# Historical Data Platform QA/QC Event Evaluation Procedure

| Event | Start Date | End Date | Location | Variables to Evaluate |
|-------|------------|----------|----------|-----------------------|
|Santa Ana Wind|2/16/1988|2/19/1988|Los Angeles, Orange Counties|wind speed, wind direction, air temperature, humidity|
|Winter Storm | 12/20/1990|12/24/1990| WECC, Sac Valley, Oakland|air temperature, pressure, precipitation|
|AR|1/16/2017|1/20/2017|CA, coastal WECC|precipitation, wind speed, wind direction|
|Mudslide|1/5/2018|1/9/2018|Santa Barbara County|precipitation, wind speed, wind direction, air temperature|
|"Heatwave1"|8/14/2020|8/15/2020|WECC|air temperature, wind speed, air pressure|
|"Heatwave2"|9/5/2020|9/8/2020| CA (coastal + S. CA), Los Angeles County|air temperature, wind speed, air pressure|
|"Heatwave3"|8/30/2022|9/9/2020| CA (coastal + S. CA)|air temperature, wind speed, air pressure|
|Offshore wind|1/15/2021|1/16/2021|Coastal CA|wind speed, wind direction|

**In evaluation**: Santa Ana Wind

**Steps**:
1. Identify stations within event location
2. Retrieve station file to evaluate
3. Look at full timeseries plot (flagged_timeseries_plot) to see general trend
4. Look at climatology plot
5. Look at event plot

In [None]:
# import libraries
import xarray as xr
import numpy as np
import pandas as pd
import os
import sys

from qaqc_eval_utils import (id_all_flags, known_issue_check, subset_eval_stns, latlon_to_mercator_cartopy, pull_nc_from_aws, return_ghcn_vars)
from qaqc_eval_plot import stn_visualize

sys.path.append(os.path.expanduser('../'))
from qaqc_plot import flagged_timeseries_plot
from QAQC_pipeline import qaqc_ds_to_df # not working at present

%matplotlib inline

### Step 1: Retrieve relevant station files and comparison data for evaluation
Read in training list of QA/QC'd stations.

In [None]:
# read in stations
train_stns = pd.read_csv('../qaqc_training_station_list_events.csv')
train_stns.head()

For event evaluation, randomly sample for a manageable number of stations per event using the `subset_eval_stns` function.

In [None]:
eval_stations = subset_eval_stns(
    event_to_eval = 'santa_ana_wind',
    stn_list = train_stns,
    subset = 4,
    return_stn_ids = True
)
eval_stations

Visualize the station next

In [None]:
stn_visualize(
    stn_id = eval_stations['era-id'].values[0],
    stn_list = eval_stations,
    event_to_eval = 'santa_ana_wind'
)

# TODO: add county boundaries

### Step 2: Holistic / qualitative station evaluation

In [None]:
# pull station from AWS
ds = pull_nc_from_aws('ASOSAWOS_72383023187')
ds

In [None]:
id_all_flags(ds)

In [None]:
%%time 
df = ds.to_dataframe().reset_index() # takes about 4 min...
df.head(5)

## TO DO: do we close the ds to save space/memory with the df open? 
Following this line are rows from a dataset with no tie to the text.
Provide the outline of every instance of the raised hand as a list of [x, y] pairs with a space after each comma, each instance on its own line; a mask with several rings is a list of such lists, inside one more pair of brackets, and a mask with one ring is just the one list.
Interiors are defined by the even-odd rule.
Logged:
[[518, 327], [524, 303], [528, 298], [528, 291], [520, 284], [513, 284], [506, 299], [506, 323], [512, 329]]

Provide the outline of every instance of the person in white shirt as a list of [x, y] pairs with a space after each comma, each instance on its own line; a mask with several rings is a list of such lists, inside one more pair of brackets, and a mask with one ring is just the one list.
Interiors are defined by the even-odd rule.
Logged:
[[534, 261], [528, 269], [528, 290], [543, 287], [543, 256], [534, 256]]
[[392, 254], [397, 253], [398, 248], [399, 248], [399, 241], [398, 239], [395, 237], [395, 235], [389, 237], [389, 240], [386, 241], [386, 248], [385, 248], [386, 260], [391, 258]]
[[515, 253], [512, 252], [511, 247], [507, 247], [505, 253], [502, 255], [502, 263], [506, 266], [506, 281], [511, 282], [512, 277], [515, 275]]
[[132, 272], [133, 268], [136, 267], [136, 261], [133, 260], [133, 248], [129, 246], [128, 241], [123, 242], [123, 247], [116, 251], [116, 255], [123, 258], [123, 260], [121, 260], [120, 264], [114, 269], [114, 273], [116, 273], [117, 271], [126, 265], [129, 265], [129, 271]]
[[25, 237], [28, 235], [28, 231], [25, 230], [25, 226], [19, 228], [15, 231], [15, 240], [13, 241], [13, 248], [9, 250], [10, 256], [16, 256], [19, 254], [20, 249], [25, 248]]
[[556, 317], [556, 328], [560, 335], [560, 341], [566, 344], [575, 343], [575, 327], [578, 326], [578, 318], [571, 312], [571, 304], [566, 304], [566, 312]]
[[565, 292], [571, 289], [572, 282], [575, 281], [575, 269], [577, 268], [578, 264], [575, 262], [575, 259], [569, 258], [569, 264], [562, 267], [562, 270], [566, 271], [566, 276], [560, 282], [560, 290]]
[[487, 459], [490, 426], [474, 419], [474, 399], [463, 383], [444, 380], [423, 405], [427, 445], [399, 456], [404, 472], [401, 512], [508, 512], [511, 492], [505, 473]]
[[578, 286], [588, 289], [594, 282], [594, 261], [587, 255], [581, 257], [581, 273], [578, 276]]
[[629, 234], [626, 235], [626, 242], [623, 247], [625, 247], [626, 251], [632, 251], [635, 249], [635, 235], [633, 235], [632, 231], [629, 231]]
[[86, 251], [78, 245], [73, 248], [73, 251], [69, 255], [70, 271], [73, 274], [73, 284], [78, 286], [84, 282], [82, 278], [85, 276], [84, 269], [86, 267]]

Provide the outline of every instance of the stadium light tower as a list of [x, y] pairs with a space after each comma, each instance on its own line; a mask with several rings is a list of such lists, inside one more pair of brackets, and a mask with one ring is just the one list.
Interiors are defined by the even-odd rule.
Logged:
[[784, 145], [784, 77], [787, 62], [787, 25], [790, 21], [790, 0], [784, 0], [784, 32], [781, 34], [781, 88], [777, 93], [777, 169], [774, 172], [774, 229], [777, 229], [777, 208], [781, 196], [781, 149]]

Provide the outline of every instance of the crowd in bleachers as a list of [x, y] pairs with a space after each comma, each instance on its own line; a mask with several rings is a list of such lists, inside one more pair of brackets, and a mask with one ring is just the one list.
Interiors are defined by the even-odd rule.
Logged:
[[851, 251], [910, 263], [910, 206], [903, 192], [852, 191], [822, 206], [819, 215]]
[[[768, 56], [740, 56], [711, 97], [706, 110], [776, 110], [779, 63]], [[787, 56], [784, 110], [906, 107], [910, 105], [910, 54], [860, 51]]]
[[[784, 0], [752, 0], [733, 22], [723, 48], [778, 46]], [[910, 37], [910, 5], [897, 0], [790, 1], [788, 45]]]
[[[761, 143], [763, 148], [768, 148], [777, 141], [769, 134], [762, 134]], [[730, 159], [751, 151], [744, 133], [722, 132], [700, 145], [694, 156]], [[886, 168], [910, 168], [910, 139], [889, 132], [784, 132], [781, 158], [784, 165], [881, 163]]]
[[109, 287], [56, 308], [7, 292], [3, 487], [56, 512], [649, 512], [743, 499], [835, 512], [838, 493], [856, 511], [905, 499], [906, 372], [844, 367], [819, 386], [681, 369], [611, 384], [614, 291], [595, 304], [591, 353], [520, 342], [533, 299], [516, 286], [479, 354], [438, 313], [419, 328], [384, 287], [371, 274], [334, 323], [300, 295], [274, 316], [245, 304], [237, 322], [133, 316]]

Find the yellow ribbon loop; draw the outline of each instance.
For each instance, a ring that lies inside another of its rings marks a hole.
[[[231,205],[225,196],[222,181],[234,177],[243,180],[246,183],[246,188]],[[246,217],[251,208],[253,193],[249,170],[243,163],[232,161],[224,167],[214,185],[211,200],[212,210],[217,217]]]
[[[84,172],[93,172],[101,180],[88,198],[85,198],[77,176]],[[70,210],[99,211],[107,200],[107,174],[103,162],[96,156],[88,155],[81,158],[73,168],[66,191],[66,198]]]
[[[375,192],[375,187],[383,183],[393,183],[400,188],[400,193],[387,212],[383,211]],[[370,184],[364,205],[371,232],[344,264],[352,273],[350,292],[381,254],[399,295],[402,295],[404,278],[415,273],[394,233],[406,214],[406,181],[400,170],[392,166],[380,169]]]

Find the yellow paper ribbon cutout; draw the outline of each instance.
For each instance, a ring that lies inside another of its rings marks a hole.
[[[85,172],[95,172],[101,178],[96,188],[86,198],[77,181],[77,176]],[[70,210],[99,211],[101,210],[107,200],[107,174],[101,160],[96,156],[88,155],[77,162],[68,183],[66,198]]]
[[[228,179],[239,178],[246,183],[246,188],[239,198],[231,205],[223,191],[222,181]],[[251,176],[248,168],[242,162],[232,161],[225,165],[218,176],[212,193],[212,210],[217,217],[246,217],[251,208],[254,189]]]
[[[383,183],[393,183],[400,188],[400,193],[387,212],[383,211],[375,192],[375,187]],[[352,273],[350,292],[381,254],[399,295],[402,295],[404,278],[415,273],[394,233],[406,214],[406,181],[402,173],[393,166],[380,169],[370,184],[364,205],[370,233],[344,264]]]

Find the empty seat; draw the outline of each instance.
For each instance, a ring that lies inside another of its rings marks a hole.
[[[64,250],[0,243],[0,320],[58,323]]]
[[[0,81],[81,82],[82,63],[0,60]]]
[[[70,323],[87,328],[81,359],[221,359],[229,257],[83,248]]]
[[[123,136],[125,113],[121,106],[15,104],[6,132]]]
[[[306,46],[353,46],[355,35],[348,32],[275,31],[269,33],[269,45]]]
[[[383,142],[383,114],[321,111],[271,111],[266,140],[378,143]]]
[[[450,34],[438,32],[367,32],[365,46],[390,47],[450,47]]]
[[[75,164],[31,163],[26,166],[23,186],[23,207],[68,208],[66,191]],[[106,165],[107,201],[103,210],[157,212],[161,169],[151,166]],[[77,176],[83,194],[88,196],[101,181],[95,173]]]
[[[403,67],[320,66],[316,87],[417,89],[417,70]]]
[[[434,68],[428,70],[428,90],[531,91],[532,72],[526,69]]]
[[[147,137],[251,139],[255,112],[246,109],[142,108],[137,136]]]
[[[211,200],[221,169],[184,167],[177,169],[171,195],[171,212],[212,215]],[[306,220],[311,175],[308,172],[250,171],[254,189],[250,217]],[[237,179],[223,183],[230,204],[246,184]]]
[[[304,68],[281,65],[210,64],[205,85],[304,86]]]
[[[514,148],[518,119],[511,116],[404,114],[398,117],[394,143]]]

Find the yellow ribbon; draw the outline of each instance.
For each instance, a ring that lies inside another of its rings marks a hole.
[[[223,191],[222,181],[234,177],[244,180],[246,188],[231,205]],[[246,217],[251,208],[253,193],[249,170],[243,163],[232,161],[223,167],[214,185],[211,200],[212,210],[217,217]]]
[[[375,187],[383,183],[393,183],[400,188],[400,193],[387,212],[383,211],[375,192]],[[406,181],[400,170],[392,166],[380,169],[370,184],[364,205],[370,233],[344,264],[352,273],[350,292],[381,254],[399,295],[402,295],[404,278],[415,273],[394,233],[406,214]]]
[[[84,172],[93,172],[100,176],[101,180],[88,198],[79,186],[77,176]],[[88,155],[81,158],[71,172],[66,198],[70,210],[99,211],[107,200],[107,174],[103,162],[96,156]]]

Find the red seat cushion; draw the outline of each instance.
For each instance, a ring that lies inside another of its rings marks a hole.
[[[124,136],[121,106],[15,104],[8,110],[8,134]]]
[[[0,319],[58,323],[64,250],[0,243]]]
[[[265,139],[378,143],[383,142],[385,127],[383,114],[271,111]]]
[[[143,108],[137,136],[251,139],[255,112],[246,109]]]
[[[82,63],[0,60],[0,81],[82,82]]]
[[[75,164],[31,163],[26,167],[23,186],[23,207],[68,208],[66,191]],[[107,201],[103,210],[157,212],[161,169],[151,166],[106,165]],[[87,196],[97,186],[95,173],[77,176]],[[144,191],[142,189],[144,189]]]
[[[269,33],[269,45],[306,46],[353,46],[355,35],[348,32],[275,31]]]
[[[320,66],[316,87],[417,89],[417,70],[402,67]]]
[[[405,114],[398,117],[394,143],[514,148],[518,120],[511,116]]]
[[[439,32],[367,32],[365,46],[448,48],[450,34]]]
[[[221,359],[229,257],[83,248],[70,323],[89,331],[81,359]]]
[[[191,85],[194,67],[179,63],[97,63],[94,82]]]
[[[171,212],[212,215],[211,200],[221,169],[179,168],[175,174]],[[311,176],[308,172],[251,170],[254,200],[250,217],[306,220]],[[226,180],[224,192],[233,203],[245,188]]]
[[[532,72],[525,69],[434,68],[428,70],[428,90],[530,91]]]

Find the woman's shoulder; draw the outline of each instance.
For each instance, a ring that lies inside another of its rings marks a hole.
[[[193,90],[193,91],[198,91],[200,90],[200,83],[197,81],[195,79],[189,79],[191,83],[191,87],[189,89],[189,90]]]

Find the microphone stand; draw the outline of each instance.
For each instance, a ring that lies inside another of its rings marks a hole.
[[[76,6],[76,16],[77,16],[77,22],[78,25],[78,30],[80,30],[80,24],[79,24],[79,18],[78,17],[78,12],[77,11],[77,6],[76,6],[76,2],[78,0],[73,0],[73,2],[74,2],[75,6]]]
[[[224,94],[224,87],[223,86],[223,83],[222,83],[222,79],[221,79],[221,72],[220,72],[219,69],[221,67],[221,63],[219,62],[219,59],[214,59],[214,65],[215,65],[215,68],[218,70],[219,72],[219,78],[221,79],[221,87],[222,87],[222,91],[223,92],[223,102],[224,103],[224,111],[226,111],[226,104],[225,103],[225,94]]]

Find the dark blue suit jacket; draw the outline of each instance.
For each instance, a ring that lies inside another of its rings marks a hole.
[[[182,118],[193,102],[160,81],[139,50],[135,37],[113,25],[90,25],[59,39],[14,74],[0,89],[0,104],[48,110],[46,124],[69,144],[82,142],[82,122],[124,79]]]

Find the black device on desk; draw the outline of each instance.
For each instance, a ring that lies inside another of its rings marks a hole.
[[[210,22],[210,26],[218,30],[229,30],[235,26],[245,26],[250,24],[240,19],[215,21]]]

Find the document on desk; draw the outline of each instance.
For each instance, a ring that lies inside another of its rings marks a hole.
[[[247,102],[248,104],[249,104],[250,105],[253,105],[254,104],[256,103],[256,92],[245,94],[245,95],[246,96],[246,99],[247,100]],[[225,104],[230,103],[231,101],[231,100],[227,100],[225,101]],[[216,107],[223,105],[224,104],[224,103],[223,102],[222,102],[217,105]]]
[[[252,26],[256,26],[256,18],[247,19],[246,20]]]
## would be better to use our tailored "qaqc_ds_to_df" function but it's erroring out
# df = qaqc_ds_to_df(ds)

In [None]:
# santa ana wind vars: air temp, humidity, wind speed, wind direction
vars_to_check = ['tas', 'hurs', 'sfcWind', 'sfcWind_dir']
vars_to_eval = [var for var in vars_to_check if var in df.columns] # check if variable is not present in the specific station

for var in vars_to_eval:
    known_issue_check(network=df.station.unique()[0].split('_')[0], 
                      var=var, 
                      stn=df.station.unique()[0]) # check if known issues are present first!
    flagged_timeseries_plot(df, var=var)

In [None]:
from qaqc_eval_plot import test_subset_plot

In [None]:
dd = event_subset_plot(df, event='santa_ana_wind')

In [None]:
vars_to_check = ['tas', 'hurs', 'sfcWind', 'sfcWind_dir']
vars_to_eval = [var for var in vars_to_check if var in df.columns]

for var in vars_to_eval:
    flagged_timeseries_plot(dd, var=var)

In [None]:
flagged_timeseries_plot(dd, var='tas') # why no showing? 

#### Append local GHCNh library path

In [None]:
ghcnh_lib_path = "/Users/hector/ERA_work/historical-obs-platform/test_platform/scripts/3_qaqc_data/qaqc_eval_notebooks/GHCNh"
sys.path.append(ghcnh_lib_path)
# from GHCNh.GHCNh_lib import GHCNh  # If GHCNh is within current folder
from GHCNh_lib import GHCNh # If GHCNh is was appended to path

In [None]:
%%time
ghcnh = GHCNh(stations_local=True)
ghcnh.select_wecc()
id = ghcnh.stations_df['id'].iloc[0]
ghcnh.read_data_from_url(id, save=True)
ghcnh.convert_df_to_gpd()
ghcnh.station_data.head(3)

In [None]:
lon = ghcnh.station_data.Longitude.mean()
lat = ghcnh.station_data.Latitude.mean()
print("{}, {:.5f}, {:.5f}".format(id, lon, lat))

In [None]:
fig,ax = plt.subplots(figsize=(9,3))

ghcnh.station_data.plot(ax=ax, x="time", y="temperature")
ghcnh.station_data.plot(ax=ax, x="time", y="dew_point_temperature")
ax.set_title("{}  ({:.3f}, {:.3f})".format(id,lon,lat));

In [None]:
# initial test for identifying the event: large jumps on windspeed

In [None]:
return_ghcn_vars(ghcnh.station_data, 'sfcWind').head(3)